There are two ways of looking at situations like this. One, your mother's personality is being 'simplified' as dementia strips parts of it away, and there's a core part of it which is tied to you and the way she's always treated you. So you're getting treated badly, as usual, and on top of all your other concerns it's making life frustratingly difficult.
Two, your mother is losing grip on everything she's ever known or trusted. She used to be in control of everything -- for better or for worse. Now she increasingly feels like she's in control of nothing. It is the most terrifying, confusing time of her life and it's only going to get worse... until she is no longer capable of being your mother at all. Part of her may know that. If she's lucky, she won't.
One of the lifelines she's clinging to is the strongest tie any of us ever have... to our closest family.
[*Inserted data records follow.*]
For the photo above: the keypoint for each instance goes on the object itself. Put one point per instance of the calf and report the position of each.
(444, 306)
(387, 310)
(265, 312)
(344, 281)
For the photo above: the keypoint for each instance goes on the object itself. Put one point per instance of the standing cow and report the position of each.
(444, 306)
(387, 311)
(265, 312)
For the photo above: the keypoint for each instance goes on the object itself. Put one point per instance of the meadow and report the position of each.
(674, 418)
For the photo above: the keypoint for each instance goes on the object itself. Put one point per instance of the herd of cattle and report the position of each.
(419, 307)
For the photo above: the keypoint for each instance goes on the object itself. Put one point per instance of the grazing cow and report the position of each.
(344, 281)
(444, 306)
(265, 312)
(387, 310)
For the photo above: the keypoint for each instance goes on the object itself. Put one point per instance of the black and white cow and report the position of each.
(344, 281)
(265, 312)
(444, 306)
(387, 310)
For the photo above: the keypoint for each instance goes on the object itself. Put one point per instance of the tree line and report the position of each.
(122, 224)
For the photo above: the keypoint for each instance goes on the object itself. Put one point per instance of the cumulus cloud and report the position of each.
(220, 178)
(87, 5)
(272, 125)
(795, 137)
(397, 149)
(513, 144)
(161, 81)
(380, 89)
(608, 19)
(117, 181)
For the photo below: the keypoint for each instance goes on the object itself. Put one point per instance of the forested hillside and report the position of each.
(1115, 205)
She will yank on that line hardest of all because she's drowning as the dementia tide rises and -- just as it's common for drowning folk to put their rescuer in danger -- your mother will put you in danger, mentally.
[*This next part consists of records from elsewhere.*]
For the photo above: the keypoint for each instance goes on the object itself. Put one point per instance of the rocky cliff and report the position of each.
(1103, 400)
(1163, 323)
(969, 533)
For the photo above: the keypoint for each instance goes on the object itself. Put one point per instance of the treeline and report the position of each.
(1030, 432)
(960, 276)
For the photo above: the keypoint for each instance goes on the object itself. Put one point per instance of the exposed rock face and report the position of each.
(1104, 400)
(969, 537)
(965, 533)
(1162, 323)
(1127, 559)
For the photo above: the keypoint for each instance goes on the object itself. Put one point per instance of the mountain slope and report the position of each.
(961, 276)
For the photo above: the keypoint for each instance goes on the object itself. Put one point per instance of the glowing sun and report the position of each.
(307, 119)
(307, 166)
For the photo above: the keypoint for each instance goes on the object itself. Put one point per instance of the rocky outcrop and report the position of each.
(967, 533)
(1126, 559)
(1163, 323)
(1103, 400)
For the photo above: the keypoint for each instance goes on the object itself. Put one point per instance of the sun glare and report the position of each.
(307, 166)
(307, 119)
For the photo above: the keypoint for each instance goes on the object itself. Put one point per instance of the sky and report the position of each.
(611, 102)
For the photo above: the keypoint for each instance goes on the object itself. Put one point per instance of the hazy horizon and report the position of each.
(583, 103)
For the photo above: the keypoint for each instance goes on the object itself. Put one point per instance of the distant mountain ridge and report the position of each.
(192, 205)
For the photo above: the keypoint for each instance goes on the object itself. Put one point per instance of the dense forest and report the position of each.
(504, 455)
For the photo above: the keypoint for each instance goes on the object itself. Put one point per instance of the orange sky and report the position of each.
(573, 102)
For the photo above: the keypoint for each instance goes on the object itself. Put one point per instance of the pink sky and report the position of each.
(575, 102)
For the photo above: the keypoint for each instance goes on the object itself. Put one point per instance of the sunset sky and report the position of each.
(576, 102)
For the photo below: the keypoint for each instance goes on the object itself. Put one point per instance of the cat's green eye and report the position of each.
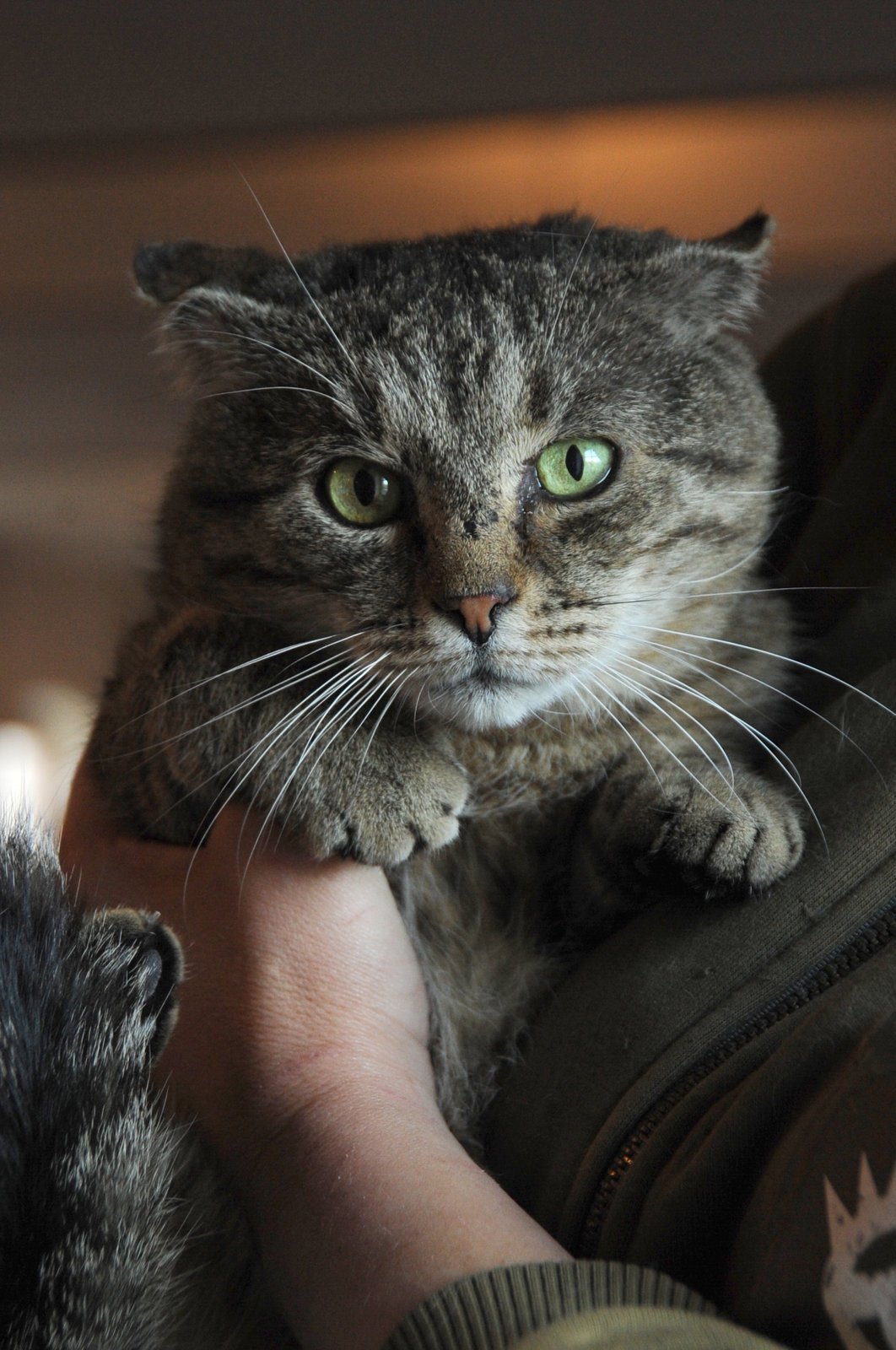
(362, 492)
(571, 469)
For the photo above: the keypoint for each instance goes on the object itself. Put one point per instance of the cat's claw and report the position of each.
(715, 843)
(394, 814)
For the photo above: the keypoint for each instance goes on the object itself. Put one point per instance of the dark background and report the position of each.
(130, 122)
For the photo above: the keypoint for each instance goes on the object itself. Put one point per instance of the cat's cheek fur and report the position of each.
(317, 672)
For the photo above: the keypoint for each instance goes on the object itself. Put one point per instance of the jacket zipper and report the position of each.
(869, 938)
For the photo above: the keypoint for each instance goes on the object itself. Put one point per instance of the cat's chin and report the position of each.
(477, 708)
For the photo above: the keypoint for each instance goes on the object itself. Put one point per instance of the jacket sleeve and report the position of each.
(569, 1306)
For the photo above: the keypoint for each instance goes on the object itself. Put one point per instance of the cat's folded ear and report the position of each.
(713, 284)
(166, 272)
(215, 307)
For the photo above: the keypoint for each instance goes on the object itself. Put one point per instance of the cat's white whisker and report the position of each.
(664, 677)
(326, 720)
(666, 747)
(625, 729)
(756, 492)
(778, 656)
(663, 709)
(251, 759)
(563, 299)
(289, 682)
(401, 681)
(774, 751)
(299, 278)
(270, 346)
(328, 640)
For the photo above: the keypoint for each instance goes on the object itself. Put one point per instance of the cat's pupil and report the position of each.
(364, 486)
(575, 463)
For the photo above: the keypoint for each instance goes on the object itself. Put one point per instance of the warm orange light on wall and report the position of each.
(823, 166)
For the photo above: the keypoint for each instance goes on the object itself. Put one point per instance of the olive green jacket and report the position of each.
(713, 1093)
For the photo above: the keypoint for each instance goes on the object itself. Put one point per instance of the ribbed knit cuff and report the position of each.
(494, 1309)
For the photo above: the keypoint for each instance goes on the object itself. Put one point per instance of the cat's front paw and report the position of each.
(715, 840)
(405, 798)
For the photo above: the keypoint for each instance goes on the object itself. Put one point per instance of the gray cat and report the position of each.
(115, 1233)
(461, 575)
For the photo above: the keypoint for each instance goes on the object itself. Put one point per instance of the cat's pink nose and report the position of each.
(477, 612)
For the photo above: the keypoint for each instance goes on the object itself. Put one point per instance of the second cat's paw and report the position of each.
(718, 841)
(407, 798)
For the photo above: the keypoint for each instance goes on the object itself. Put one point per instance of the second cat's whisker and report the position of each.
(589, 692)
(664, 746)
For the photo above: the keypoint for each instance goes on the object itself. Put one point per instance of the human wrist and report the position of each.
(367, 1206)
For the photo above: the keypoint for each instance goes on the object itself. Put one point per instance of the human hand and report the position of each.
(301, 1046)
(301, 985)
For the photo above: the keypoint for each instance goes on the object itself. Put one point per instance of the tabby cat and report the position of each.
(459, 574)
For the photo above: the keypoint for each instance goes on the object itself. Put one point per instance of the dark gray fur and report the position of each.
(505, 786)
(115, 1234)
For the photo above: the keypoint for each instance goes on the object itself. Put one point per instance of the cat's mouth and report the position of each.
(482, 677)
(484, 699)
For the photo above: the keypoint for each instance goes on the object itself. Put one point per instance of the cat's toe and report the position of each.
(391, 817)
(736, 847)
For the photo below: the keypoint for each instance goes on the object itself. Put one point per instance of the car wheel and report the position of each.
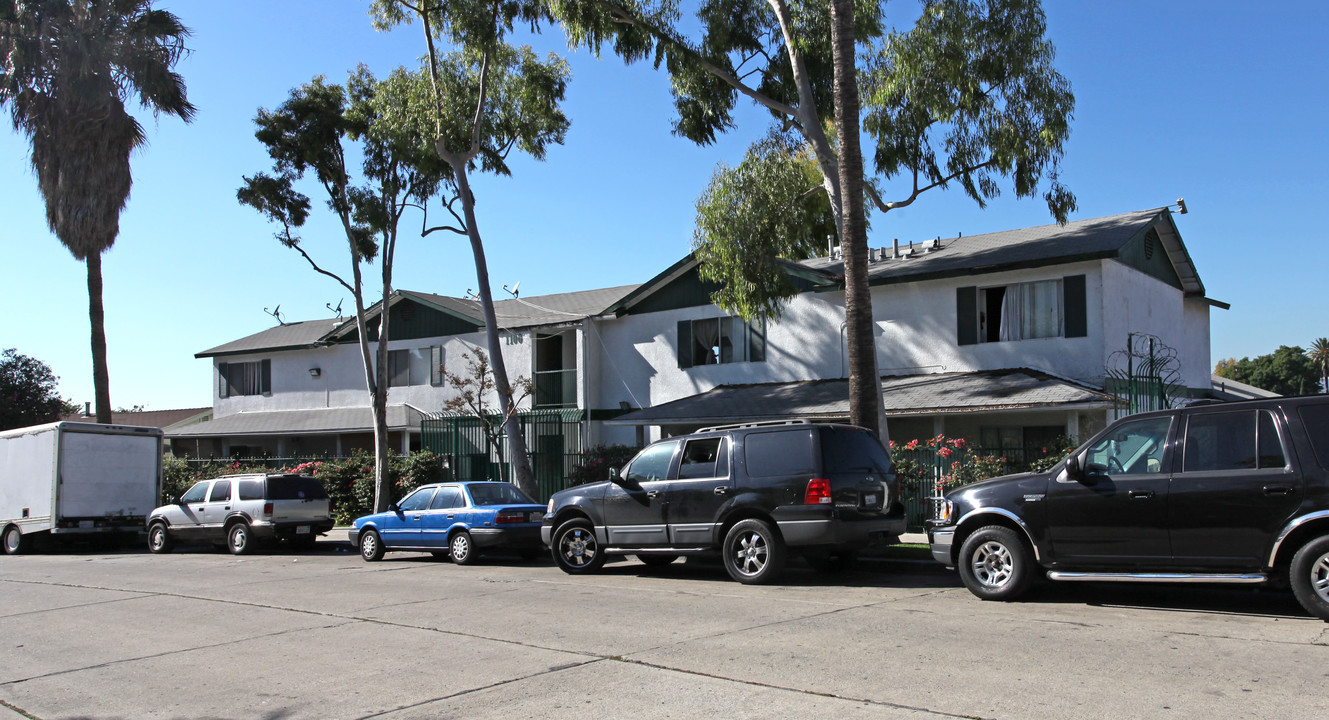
(754, 553)
(461, 549)
(576, 549)
(238, 540)
(15, 542)
(371, 546)
(994, 563)
(657, 561)
(160, 540)
(1309, 575)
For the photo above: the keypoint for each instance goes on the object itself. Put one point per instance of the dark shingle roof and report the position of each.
(941, 393)
(1026, 247)
(289, 336)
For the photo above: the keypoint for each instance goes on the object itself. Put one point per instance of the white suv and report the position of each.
(242, 510)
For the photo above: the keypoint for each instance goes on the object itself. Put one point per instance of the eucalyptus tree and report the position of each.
(308, 133)
(488, 97)
(968, 96)
(67, 69)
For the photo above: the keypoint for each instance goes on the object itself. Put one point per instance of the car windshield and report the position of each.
(497, 493)
(295, 488)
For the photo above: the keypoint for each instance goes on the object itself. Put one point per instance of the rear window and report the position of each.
(1316, 421)
(295, 488)
(779, 453)
(849, 450)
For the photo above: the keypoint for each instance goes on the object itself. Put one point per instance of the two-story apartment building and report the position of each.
(1002, 338)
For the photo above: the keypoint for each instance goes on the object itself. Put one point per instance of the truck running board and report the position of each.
(1229, 578)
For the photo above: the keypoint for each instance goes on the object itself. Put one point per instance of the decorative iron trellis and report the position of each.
(553, 441)
(1144, 376)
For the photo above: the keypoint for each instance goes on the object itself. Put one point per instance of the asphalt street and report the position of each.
(202, 634)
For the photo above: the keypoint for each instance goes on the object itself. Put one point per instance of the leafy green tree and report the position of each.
(488, 97)
(968, 96)
(67, 68)
(28, 392)
(307, 134)
(1285, 371)
(1319, 354)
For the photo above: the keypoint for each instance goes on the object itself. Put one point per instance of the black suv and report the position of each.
(750, 492)
(1215, 493)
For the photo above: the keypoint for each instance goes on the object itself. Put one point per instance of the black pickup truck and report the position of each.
(1212, 493)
Which is why I have some happy, clappy scribble similar to this waffle hung up next to my bed as a reminder. Because god only knows (that's the notional god of Beating Your Head Against A Brick Wall) there are times when I swear my mother's just trying to put me in an early grave for the sheer fun of it!
Shes not. She's just a pared back version of the Mum who could always be hard work, who raised four children and ran a business on her own, and never, ever suffered fools gladly. Some days I probably seem pretty foolish though, repeating myself endlessly to try and get essentials done, 'forcing' her to do things she doesn't understand or think necessary. No wonder she kicks off!
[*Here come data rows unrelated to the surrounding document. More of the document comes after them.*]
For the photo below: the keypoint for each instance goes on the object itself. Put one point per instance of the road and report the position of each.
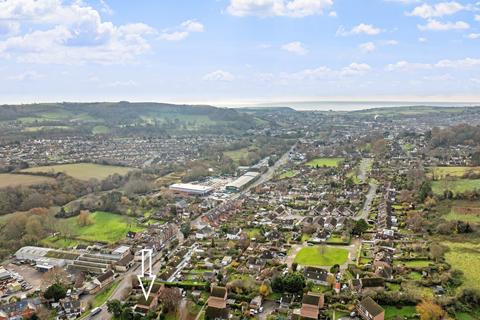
(368, 202)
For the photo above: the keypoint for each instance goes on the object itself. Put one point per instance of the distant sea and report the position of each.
(359, 105)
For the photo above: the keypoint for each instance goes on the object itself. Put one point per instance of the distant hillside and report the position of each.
(122, 118)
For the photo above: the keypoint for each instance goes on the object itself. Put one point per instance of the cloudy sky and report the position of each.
(231, 51)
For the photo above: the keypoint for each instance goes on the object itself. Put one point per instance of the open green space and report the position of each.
(100, 130)
(238, 154)
(12, 180)
(442, 172)
(456, 186)
(415, 263)
(465, 257)
(82, 171)
(108, 227)
(321, 256)
(391, 312)
(324, 162)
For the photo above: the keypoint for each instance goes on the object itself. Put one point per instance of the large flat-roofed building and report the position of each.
(242, 182)
(190, 188)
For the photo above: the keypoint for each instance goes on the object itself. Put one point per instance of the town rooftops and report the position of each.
(371, 306)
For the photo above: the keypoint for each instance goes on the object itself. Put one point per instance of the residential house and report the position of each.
(311, 305)
(316, 275)
(370, 310)
(217, 304)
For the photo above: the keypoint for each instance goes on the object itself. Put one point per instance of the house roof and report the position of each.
(371, 306)
(312, 299)
(218, 292)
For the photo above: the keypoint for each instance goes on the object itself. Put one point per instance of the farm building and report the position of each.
(190, 188)
(242, 182)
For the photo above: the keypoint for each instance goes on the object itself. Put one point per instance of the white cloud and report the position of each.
(441, 9)
(390, 42)
(74, 33)
(367, 47)
(324, 72)
(355, 69)
(466, 63)
(269, 8)
(219, 75)
(407, 66)
(28, 75)
(183, 31)
(435, 25)
(105, 8)
(474, 36)
(362, 28)
(120, 84)
(295, 47)
(192, 26)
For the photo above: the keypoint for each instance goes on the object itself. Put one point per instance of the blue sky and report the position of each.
(238, 51)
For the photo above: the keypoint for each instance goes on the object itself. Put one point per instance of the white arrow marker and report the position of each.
(147, 255)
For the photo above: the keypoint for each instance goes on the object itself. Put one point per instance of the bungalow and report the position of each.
(316, 275)
(370, 310)
(204, 232)
(217, 304)
(21, 309)
(311, 305)
(104, 279)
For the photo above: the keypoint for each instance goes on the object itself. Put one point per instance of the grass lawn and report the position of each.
(416, 263)
(456, 186)
(288, 174)
(392, 311)
(324, 162)
(12, 180)
(238, 154)
(441, 172)
(318, 256)
(82, 171)
(108, 227)
(465, 257)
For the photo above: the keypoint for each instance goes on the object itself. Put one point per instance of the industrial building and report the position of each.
(242, 182)
(191, 189)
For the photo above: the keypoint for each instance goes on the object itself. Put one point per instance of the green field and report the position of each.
(82, 171)
(11, 180)
(391, 312)
(317, 256)
(441, 172)
(415, 263)
(108, 227)
(456, 186)
(324, 162)
(100, 130)
(238, 154)
(465, 257)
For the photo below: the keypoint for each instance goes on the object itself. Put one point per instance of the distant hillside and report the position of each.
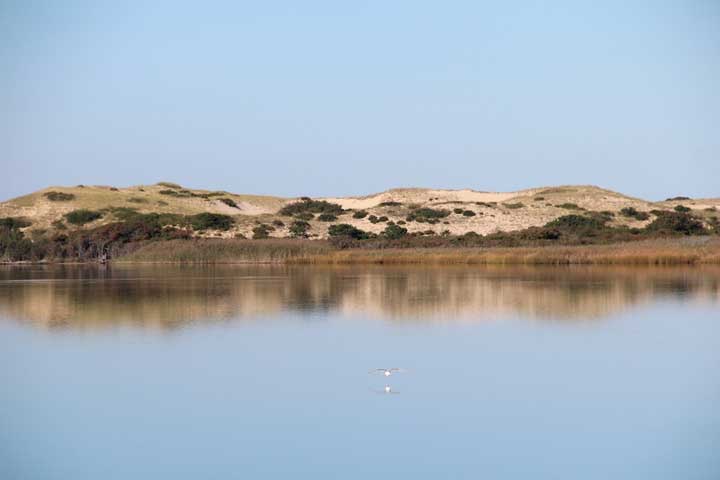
(463, 210)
On a good day for me I'm only dealing with a muddled old lady with dementia. But that's a bad day for Mum, because she's under the water somewhere. On a bad day for me, Mum's at the surface, thrashing around and aware enough to resent the way our roles have reversed. A lifetime of her being the matriarch is gone. She's become the child, and boy, in her situation I'd resent it too!
Maybe none of this is applicable to you and your mother. Maybe I'm just projecting elements of my life onto you. But one thing is certain... one day you'll miss this exaggerated but still identifiable version on your mother. Breath. Count to ten. Try to remember something nice she did for you when you were young. And accept her anger and manipulation for what it is... a cry for help that nobody on this entire planet can give. We can only give time and patience... and cling to lifelines like this forum when it all starts to wear us down.
Good luck. Caring over a distance is very tough, even if you have carers to act for you.